Last IMF projections about the GDP assumed that global economy would grow more than in 2015. India, ex – Soviet Republics (except Russia), Mexico and the developed countries will head this positive evolution. China will grow, but at a lower pace. The worst results are for Brazil and Russia, where there will be a negative growth.
Next week Fed meeting will decide about the possible rate hike after 10 years and some think that the US central bank have reasons to do it, as growth and employment are strong in the first economy. However, a rate hike could have negative effects for the dollar, as it would strengthen against the euro (possibly till the parity) and exports would be more expensive. What is given for sure is that the ECB and the BoJ will remain their dovish position due to the weakness of the recovery in their areas.
News are not specially good for US stocks, as several experts agree in a low growth or even return decrease in the S&P in 2016. On the other side, European stocks would outperform American ones, although analysts warn about the effects of a weak economic growth in 2016.
Bonds and commodities
Oil will still remain weak or even cheaper, if we take into account some forecasts. OPEC countries do not cut their production and US inventories are at the highest level. The downward trend is also sure for the rest of commodities, as Chinese lower growth will condition this markets, because the Asian giant will demand less.

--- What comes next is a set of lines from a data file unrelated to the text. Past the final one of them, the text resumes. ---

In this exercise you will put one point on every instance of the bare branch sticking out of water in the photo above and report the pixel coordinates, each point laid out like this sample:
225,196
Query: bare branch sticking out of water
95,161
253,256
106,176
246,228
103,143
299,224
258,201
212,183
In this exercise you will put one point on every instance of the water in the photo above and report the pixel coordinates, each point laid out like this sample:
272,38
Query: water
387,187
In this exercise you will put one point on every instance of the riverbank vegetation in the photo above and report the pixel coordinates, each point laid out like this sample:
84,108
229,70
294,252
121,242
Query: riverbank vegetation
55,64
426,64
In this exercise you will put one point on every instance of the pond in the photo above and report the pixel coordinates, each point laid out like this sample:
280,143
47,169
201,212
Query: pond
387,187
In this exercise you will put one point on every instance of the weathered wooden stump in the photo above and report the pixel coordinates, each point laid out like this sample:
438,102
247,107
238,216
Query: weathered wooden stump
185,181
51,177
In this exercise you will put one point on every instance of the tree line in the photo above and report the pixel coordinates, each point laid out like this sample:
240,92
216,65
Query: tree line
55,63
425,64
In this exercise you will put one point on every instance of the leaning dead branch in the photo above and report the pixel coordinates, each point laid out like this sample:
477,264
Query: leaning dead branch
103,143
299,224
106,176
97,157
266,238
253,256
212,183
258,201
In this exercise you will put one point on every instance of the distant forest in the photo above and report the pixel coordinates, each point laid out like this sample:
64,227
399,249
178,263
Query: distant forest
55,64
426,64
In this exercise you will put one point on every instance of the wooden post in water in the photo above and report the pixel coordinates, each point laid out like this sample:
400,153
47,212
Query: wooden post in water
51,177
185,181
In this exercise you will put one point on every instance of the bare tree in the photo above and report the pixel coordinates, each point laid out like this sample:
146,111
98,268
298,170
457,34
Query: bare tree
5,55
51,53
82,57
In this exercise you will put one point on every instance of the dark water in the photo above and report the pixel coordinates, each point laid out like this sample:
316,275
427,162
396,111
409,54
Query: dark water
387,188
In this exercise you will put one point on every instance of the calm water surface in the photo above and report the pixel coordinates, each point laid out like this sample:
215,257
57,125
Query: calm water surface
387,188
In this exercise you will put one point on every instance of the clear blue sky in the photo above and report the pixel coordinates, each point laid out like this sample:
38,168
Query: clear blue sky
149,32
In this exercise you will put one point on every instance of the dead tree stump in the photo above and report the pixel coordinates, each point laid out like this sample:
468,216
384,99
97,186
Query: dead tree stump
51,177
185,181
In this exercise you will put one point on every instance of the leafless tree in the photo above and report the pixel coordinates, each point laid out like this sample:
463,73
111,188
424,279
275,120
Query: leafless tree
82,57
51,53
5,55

What the bonds refer, there will be not much changes, as central banks will still maintain its current policy, apart from the possible Fed exception, whose possible rate hike will not have an enormous effect in the yields.
That’s the general market consensus. Of course, life is always open and there can be surprises that can move more positive or negative: the next US president election, the evolution of Daesh and the Syrian war or any outrageous predictions that Saxo Bank typically publish at the end of the year… hopefully, none of them happen.